PALU, SULTENGNEWS.COM – Pembangunan Kawasan Pangan Nusantara (KPN) di Desa Talaga, Kecamatan Dampelas, Kabupaten Donggala merupakan salah satu upaya Pemerintah Provinsi (Pemprov) Sulawesi Tengah (Sulteng) untuk menjadi salah satu daerah penyangga Ibu Kota Negara (IKN) di Kalimatan Timur.
Berdasarkan hasil kajian dari Dinas Kehutanan Sulteng, status lahan yang menjadi lokasi KPN itu merupakan Areal Penggunaan Lain (APL), bukan Kawasan Hutan Lindung seperti isu yang berkembang saat ini.
Sekretaris Tim Transisi Pembangunan KPN, Muhammad Ridha Saleh mengatakan, KPN yang saat ini tengah dibuka bukanlah hutan lindung, tapi berstatus APL. Memang di dalamnya ada tegakan berdasarkan hasil data cruishing (hasil pengolahan data pohon), namun secara hukum lahan tersebut tidaklah bermasalah.
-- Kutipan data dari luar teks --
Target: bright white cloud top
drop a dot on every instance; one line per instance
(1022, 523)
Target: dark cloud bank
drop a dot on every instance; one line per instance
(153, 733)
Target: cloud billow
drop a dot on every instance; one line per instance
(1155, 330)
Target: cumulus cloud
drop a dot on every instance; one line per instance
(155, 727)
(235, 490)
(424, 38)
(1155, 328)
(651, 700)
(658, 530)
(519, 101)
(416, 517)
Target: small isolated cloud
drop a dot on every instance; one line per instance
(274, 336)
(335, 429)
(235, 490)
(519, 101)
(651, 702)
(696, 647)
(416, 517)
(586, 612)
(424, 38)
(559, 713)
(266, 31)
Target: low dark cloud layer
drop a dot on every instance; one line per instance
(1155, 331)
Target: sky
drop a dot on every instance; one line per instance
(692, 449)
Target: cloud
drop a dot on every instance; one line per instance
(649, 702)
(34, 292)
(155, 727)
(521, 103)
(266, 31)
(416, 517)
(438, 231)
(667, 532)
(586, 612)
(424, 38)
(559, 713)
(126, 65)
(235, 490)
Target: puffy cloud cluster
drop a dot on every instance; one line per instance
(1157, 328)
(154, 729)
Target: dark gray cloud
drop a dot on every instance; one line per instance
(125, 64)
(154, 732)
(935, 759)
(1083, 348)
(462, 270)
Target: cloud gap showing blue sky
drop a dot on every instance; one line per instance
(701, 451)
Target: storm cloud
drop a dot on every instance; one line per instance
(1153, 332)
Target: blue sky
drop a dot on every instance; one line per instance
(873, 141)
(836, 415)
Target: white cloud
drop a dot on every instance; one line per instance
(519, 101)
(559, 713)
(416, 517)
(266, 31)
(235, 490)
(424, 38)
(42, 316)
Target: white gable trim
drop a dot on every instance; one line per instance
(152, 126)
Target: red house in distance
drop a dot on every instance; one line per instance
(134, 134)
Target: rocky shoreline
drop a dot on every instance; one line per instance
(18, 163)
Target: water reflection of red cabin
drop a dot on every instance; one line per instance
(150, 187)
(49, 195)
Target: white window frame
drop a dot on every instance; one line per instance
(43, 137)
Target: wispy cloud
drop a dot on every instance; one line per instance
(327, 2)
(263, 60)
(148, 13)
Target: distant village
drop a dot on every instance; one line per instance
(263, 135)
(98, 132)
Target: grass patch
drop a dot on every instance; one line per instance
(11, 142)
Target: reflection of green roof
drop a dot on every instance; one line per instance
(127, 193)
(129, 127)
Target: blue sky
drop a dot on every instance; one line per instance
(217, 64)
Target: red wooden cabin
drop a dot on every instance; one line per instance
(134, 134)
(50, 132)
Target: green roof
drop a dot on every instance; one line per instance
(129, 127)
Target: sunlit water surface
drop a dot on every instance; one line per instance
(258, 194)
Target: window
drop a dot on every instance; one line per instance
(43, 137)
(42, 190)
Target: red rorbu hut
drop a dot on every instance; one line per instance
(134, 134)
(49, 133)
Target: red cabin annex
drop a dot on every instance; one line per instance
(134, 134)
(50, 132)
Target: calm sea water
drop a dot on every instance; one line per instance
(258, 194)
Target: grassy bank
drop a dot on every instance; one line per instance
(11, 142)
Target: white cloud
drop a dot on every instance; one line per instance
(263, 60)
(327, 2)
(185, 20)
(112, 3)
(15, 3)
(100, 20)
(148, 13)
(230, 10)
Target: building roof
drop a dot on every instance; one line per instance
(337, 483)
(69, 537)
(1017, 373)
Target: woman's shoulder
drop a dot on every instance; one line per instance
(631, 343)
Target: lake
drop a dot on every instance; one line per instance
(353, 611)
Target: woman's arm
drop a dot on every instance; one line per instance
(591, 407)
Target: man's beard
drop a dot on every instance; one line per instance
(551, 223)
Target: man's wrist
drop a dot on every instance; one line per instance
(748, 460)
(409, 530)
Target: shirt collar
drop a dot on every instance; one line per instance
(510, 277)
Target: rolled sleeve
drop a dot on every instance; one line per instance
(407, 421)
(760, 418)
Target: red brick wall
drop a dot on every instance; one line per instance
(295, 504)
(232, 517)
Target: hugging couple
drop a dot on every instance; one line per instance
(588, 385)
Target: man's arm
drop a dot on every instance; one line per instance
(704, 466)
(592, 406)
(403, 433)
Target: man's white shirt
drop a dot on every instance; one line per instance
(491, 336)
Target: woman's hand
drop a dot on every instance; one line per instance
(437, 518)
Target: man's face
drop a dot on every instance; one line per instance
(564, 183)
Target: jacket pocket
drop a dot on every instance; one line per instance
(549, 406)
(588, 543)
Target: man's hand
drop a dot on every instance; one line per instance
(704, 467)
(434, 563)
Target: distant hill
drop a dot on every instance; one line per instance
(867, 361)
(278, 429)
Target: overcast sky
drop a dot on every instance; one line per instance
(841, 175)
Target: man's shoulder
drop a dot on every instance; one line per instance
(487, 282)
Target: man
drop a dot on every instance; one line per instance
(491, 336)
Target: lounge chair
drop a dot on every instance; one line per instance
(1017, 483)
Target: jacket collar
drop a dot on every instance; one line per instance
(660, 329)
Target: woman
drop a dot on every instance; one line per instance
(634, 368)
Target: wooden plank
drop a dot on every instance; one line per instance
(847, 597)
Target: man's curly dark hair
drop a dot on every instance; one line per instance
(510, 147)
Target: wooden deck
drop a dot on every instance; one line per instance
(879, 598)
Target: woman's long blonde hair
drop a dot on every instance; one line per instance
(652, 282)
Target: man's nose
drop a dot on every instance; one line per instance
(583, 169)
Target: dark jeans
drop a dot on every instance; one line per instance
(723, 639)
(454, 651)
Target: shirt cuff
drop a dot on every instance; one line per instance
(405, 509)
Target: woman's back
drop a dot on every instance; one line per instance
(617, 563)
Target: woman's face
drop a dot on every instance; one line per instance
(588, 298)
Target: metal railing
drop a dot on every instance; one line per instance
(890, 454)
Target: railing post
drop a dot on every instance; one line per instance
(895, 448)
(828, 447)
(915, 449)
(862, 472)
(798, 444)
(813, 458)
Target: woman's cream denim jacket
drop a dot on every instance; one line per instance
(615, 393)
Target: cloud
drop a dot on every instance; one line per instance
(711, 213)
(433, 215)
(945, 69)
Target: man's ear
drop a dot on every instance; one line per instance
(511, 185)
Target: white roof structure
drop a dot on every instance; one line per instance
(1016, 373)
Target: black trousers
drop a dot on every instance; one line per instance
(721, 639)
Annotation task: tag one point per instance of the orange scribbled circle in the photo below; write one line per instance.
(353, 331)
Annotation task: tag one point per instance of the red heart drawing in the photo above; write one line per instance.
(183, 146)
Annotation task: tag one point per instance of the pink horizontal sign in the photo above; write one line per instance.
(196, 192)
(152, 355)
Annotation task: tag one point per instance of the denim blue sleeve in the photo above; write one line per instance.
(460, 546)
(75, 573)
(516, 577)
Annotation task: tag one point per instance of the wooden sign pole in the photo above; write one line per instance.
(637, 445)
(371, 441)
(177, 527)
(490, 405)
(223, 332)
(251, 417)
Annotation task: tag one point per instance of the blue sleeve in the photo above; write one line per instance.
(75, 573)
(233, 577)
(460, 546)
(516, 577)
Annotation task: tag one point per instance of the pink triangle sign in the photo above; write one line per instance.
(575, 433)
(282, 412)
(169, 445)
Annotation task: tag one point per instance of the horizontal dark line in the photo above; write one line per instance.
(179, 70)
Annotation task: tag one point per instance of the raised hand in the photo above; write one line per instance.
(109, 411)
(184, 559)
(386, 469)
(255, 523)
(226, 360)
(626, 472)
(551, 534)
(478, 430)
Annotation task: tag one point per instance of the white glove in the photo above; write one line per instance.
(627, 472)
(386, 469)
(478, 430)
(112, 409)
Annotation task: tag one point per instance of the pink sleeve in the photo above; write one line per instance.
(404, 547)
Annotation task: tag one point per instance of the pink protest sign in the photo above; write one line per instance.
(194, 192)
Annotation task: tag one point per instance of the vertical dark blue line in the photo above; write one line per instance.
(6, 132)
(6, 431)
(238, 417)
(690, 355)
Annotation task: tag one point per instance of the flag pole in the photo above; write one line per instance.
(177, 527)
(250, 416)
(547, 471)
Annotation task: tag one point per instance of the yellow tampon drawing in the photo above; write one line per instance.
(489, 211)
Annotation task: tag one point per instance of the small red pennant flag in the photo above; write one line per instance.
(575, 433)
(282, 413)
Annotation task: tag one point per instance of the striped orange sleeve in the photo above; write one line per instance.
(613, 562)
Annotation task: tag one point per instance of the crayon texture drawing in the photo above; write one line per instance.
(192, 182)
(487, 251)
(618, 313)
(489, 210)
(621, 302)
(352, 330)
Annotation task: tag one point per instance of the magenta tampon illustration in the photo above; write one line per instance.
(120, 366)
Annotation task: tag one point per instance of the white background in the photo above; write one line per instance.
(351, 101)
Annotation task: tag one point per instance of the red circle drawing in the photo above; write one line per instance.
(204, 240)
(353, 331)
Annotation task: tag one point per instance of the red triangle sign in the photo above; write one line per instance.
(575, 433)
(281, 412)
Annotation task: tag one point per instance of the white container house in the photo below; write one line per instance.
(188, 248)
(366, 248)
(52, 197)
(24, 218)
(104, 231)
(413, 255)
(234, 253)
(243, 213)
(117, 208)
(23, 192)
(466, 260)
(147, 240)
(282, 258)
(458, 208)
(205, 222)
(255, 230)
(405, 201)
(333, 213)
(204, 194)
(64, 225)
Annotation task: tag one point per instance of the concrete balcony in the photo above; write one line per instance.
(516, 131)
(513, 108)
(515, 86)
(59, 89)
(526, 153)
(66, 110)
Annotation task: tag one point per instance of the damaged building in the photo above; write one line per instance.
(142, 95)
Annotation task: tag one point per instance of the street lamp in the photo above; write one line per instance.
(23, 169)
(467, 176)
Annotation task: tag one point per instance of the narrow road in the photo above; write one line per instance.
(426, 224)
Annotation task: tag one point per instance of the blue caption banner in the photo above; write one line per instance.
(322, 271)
“Di dalam memang ada tegakkan kurang lebih 36 ribu kubik kayu, tapi tidak semua kayu – kayu itu ditebang. Apalagi lahan itu tidak bermasalah secara hukum untuk pembangunan KPN,” ujar Ridha Saleh di lokasi KPN, Ahad (25/9/2022).
Ridha Saleh sangat menyayangkan adanya informasi bahwa sudah ada sekitar 100 ribu kubik kayu yang keluar dari Kawasan KPN. Padahal data kehutanan menunjukan bahwa di lahan KPN itu hanya ada 36 ribu kubik.
“Teman – teman bisa lihat sendiri, tidak ada kayu yang keluar. Semua kayu yang tumbang, masih ada di lokasi. Kayu – kayu yang tumbang itu, bukan ditebang untuk dijual. Tapi itu digusur untuk pembukaan jalan menuju KPN,” papar Ridha Saleh.
Dikatakan, kayu – kayu yang telah ditebang itu tidak akan bisa keluar dari lokasi KPN tanpa ada izin. Bahkan semua kayu yang keluar, akan ada barcode serta terdaftar di pusat.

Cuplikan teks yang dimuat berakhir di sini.